The dean of the University of California at Berkeley law school stepped down from his post Wednesday after a lawsuit by his former executive assistant alleged he had sexually harassed her and other women in the office for months.
University Executive Vice Chancellor and Provost Claude Steele confirmed that Dean Sujit Choudhry would be taking an indefinite leave of absence as dean, but would remain with the law school as a faculty member at a faculty member’s salary.
Steele also confirmed that he had found last year that Choudhry had violated the school’s harassment policy, penalized him by docking his pay as dean 10 percent and ordered him to send a letter of apology to the woman and pursue counseling.
“Based on the findings of the investigation I believed that a combination of disciplinary actions, monitoring of his behavior and formal training would be an appropriate and effective response, and would produce the necessary changes in his behavior,” Choudhry said in a statement.
But the lawsuit by Tyann Sorrell alleges that Steele told her during a meeting last October that:
“… he had seriously considered terminating the dean but that the reason he had decided not to was because it would ruin the dean’s career, that is, destroy his future chances for higher appointment.”
Sorrell, 41, started working for the law school under former Dean Christopher Edley in June 2012. She maintained that position without incident for over two years but when Choudhry took over as dean in July 2014, a pattern of harassment began that left her anxious, depressed and afraid to go to work, according to the suit.
Choudhry started by giving her tight bear hugs twice a day and his sexual behavior escalated over the course of about six months, pressing his body against hers, kissing her and massaging her shoulders while she was at her desk working.
He kissed her in view of other staff members to the point that others remarked on it, but she worried about addressing the issue directly because she could lose her job and “Choudhry had a temper and was known for berating and being rude and dismissive of employees when they upset him,” the lawsuit states.
Sorrell complained to Choudhry’s chief of staff at the time, Marilyn Byrne, but those complaints never went any further. When Byrne left the position in January 2015 and Areca Smit took over, Sorrell complained to her, and Smit said Choudhry had hugged and kissed her too and it made her uncomfortable and that another woman in the office had made similar complaints.
Smit told Sorrell a superior at the university would confront Choudhry about his behavior, but that confrontation never happened, though Sorrell was offered a raise.
But as the harassment continued, Sorrell drafted a six-page email stating “she was tired of him constantly touching and kissing her, she felt violated and humiliated, that his conduct had caused her a significant amount of stress and anxiety for a long time, and that her health had significantly deteriorated as a result of his conduct.” She also sent the letter to Smit and university human resources director Sheri Showalter. Sorrell went on leave while Choudhry was investigated.
During the investigation, Choudhry admitted to hugging, kissing and caressing Sorrell and putting her hands on his waist, and he admitted doing similar things to other women in the office and not to male co-workers but he said there was no sexual intent. The investigation found that he didn’t understand the power dynamic or the impact on his employee.
Sorrell was informed he had been docked 10 percent salary and was ordered to write her a letter of apology as discipline in August. In late October, she received the letter during a meeting with Steele.
Steele said today that Sorrell remains on paid administrative leave and he is willing to work with her to find a position on campus to fit her interests and needs once she is willing to return to work.
Choudhry stepping down from the dean’s position is not the first time the law school has lost a dean over sexual misconduct allegations. Dean John Dwyer resigned in 2002 after allegations that he had non-consensual sex with a student after a social event on campus.
UC Berkeley has endured other recent complaints of sexual misconduct by faculty and staff. Astronomy professor Geoff Marcy resigned in October amid allegations that he had sexually harassed students for a decade as the university looked the other way.
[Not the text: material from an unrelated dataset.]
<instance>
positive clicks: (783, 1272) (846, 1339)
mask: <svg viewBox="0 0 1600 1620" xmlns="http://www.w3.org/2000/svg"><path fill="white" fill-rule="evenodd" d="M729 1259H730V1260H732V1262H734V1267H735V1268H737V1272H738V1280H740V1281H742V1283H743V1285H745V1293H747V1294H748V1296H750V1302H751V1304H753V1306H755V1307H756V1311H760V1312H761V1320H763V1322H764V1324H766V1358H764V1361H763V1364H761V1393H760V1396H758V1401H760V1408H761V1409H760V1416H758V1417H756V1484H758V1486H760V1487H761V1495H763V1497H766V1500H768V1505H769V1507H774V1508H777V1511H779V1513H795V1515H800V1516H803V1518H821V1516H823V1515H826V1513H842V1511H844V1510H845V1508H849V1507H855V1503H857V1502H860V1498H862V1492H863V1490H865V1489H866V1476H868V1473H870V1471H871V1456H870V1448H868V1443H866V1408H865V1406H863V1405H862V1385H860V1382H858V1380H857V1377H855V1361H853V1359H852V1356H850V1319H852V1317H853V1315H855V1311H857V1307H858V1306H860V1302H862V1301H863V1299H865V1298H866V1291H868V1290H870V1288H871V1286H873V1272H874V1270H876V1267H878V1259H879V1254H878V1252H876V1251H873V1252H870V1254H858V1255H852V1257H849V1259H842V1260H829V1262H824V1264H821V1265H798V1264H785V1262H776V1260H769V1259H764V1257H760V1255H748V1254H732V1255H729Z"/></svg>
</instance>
Last year, former student Aryle Butler joined two other women in suing the school because they said investigations into sexual assaults on campus are often inadequate.
Butler said she was assaulted by a board member and guest lecturer at the Wrangell Mountains Center in Glennallen, Alaska, when she was there as part of a UC Berkeley program during the summer of 2012. She said in the suit that when she reported the assaults, the school’s Title IX coordinator, tasked with preventing sexual discrimination on campus, implied the reports were false and the school conducted no investigation.
In the university’s response to the allegations against Choudhry becoming public today, Steele said the announcement of an interim replacement dean for the law school would be made shortly:
“I know we all share the goal of eliminating of sexual harassment and all forms of discriminatory behavior at UC Berkeley. … I intend to listen carefully to what members of our campus community and others have to suggest when it comes to how we prevent and respond to incidents like these.”